Il 2018 è stato un annus horribilis per la ristorazione non tanto per i fatturati che, in realtà, sono aumentati battendo ogni record, bensì per l’elevato numero di locali costretti a chiudere: oltre 25.000 a fronte di quasi 14.000 aperture.
Fotografa il fenomeno con lucidità Lorenzo Ferrari in questo numero del giornale, ribadendo quello che da anni cerchiamo di spiegare e cioè che i lustrini di Masterchef sono fuorvianti perché chef non ci si improvvisa, ristoratori ancor meno.
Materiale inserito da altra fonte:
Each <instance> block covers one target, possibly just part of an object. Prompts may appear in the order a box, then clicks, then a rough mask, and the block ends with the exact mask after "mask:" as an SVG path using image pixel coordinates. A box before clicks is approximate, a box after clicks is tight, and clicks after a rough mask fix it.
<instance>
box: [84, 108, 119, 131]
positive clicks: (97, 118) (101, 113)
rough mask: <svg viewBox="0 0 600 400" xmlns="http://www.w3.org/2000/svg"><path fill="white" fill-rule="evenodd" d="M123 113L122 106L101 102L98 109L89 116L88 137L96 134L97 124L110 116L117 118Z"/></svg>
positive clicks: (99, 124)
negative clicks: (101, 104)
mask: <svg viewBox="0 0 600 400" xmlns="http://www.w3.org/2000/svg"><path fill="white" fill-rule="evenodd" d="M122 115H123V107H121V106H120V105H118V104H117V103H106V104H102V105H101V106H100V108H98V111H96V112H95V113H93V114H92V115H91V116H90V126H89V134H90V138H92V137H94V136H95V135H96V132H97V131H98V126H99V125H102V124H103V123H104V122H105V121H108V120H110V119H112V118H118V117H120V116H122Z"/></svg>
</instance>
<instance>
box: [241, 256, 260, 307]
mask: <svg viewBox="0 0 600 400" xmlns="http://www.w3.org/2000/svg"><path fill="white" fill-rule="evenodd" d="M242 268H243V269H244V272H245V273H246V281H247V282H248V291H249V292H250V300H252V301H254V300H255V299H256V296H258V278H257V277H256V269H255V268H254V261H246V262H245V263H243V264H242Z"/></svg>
E i problemi sono tali da costringere alla chiusura entro 5 anni dall’apertura anche i più ottimisti neo-imprenditori.
Quali problemi in particolare?
Innanzi tutto la fitta ed esosa rete di tasse e balzelli imposti dallo Stato, le esorbitanti spese di gestione tra utenze, personale, attrezzature, affitti, incidenza del costo delle derrate alimentari, forse la voce più incolpevole, nel quadro generale.
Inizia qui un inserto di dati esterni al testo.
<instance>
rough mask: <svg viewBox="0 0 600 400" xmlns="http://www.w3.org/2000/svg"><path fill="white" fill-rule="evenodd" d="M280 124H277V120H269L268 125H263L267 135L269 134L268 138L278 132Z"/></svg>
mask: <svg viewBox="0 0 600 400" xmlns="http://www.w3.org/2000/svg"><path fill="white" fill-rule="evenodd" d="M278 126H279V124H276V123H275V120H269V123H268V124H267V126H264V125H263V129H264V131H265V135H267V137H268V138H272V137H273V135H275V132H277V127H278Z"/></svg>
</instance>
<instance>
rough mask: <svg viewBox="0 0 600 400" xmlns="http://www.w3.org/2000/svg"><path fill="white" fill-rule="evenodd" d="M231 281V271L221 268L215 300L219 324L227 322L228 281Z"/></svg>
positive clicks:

Ma al vistoso turnover dei ristoranti contribuiscono oggi anche nuovi fattori, non ultima la concorrenza tra troppi esercizi, aperti proprio per eccessivo successo del settore.
E se probabilmente, come spiegano i nostri esperti, la ristorazione un tempo frequentata dalla classe media è destinata pian piano a scomparire insieme alla classe media, mi permetto di pronosticare che non saranno solo il top e il low level a sopravvivere, ma anche:
• trattorie e ristoranti di chiara e onesta matrice tradizionale con ineccepibile rapporto qualità/prezzo;
• cucine di prodotto (salumi e formaggi locali eccellenti, ma anche pesci o carni con manipolazioni minime);
• ambienti a storica conduzione familiare.
Dunque, cucina credibile e saper fare tangibile: nessuna mezza misura, nessuno spazio per una creatività orecchiata o copiata dai famosi.
Quello del cucinare per il pubblico è un lavoro duro che non lascia spazio all’improvvisazione e alla mistificazione, quindi, “ofelè fa el to mesté”.